Что я мог сказать ей? Я только прильнул поцелуем к её исхудалой, но, действительно, всё ещё прекрасной руке.
Быть может, мой «утешительный» поцелуй был слишком горяч и продолжителен, но только она расхохоталась долгим, серебристым, странным каким-то смехом.
— Что? Всё ещё недурна? Красива?
— Надежда Викторовна…
— А вот вы влюбитесь… Влюбитесь… — продолжала она хохотать всё тем же режущим по нервам смехом. — Довольно, однако, глупостей! — вдруг оборвала она свой хохот. Сегодня я неинтересна: с самого утра какая-то злюка, да и к тому же вон идёт мой милейший господин Бебер прописывать мне креозот… Ступайте, Когда я буду в более интересном настроении, я пришлю за вами. Вы где остановились? В «России»?
— В «России».
— Там все здоровые останавливаются. Хорошо, говорят, кормят, а вы ведь не принимаете креозота?.. Ступайте, ступайте…
В калитке я раскланялся с полным, почтенным господином.

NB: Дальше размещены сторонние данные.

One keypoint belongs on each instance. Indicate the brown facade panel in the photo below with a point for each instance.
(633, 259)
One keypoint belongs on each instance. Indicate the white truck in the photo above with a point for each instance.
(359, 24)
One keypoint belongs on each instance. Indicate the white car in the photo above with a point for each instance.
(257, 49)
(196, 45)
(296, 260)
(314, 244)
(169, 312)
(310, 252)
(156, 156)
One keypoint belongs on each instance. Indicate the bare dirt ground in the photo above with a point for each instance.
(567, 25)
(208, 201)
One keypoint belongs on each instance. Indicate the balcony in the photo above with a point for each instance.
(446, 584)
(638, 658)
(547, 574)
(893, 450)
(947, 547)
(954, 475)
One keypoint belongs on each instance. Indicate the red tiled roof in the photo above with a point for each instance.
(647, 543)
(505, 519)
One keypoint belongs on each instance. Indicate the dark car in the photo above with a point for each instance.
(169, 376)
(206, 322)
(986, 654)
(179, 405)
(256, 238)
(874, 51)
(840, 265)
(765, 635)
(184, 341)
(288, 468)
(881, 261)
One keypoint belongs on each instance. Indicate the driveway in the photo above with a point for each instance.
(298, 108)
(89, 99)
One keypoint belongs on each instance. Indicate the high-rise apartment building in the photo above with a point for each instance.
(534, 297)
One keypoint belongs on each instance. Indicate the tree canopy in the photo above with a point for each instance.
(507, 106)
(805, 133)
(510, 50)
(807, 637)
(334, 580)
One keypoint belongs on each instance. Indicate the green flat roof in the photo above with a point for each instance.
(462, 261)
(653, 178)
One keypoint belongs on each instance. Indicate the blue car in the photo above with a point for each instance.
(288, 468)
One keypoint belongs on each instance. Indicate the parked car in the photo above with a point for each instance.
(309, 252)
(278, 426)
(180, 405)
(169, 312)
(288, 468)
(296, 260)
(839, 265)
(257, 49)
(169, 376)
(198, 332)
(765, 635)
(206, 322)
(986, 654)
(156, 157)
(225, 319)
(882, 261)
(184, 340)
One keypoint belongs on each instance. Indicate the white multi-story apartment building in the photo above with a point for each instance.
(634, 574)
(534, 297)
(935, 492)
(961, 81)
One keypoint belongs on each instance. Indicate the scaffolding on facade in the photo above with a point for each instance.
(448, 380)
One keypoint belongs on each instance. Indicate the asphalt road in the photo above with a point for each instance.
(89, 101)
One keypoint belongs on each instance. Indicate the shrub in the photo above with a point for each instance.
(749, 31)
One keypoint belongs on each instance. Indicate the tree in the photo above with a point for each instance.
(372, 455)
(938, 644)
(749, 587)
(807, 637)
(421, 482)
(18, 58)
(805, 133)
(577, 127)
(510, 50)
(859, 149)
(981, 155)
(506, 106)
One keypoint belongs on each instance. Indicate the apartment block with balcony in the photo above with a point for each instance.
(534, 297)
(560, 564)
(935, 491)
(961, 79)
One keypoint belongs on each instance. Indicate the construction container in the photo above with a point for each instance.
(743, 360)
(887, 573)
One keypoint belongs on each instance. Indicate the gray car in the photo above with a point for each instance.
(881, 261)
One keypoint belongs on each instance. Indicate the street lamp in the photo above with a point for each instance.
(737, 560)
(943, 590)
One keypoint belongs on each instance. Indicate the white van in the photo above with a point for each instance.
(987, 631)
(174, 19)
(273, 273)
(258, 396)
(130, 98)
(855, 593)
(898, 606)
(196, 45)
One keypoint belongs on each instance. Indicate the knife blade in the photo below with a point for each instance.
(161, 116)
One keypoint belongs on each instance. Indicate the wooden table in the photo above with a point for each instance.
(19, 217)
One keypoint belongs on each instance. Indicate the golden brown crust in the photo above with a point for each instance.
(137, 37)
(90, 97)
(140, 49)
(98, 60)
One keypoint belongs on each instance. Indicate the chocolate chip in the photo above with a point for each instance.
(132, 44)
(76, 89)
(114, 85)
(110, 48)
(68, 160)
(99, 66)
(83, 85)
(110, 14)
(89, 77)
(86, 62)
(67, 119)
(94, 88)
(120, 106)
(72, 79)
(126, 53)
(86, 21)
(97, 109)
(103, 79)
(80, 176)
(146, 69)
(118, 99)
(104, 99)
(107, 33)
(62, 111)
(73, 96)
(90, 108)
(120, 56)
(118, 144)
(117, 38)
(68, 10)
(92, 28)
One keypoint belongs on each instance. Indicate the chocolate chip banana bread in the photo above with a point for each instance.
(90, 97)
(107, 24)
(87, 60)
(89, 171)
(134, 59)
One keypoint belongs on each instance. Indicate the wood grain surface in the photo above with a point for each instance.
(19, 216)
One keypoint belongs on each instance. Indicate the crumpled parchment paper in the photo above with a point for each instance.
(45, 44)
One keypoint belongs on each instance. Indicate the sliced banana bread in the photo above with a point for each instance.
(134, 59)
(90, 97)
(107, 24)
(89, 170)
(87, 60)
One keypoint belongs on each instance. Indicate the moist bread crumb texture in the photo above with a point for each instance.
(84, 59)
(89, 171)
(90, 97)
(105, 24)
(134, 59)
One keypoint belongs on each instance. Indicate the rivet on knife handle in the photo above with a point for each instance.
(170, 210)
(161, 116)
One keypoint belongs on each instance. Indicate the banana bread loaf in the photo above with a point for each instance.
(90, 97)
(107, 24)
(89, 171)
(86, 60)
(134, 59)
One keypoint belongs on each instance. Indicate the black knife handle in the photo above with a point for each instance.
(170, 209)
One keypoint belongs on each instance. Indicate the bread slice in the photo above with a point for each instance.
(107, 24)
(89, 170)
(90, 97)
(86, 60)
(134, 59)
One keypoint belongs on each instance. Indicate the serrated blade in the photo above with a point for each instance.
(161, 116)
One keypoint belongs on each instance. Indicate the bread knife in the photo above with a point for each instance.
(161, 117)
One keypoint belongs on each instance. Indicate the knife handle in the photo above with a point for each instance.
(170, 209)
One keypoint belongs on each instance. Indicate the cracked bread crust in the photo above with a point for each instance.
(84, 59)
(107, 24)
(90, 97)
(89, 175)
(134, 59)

— Шестнадцатый визит сегодня, — ещё издали крикнул он своей пациентке, — и всем лучше!
— И всё благодаря истинно чудотворному действию изумительного креозота?!
И снова тот же резкий металлический смех словно резнул меня по нервам.
Я был слишком расстроен, чтоб идти домой, а прогулка по Ялте ещё больше расстраивала мне нервы У меня из головы не выходили слова Надежды Викторовны, я с каким-то недоверием смотрел на каждый розовый куст, на пышно разросшиеся лавры, словно спрятался за ними кто-то, притаился и подстерегает свою добычу. Каждый шорох листьев заставлял меня вздрагивать… Мне казалось, что среди этого невыносимого зноя я слышу чьё-то холодное дыхание, чьё-то присутствие, от которого веет холодом… Чьё? Изнутри каждой почти дачи слышался тяжёлый, удушливый кашель, по набережной, на самом солнцепёке бродили, как тени, закутанные в тёплые пальто люди с восковыми, обвострившимися лицами…
Я повернул поскорее в какой-то переулок и не помню сам, как очутился на кладбище.
Оно было именно таково, каким описывала его Надежда Викторовна… Но неужели через несколько дней, быть может, здесь будет и она… Она, которая только что с такой жадностью говорила о любви, о счастьи, полная ещё жизни, обворожительная, красивая, с похудевшими, но ставшими ещё более тонкими, изящными чертами лица, с лихорадочным румянцем, с каким-то затаённым огнём, блещущим в глазах, со всеми своими мыслями, думами, стремлениями, несбывшимися мечтами…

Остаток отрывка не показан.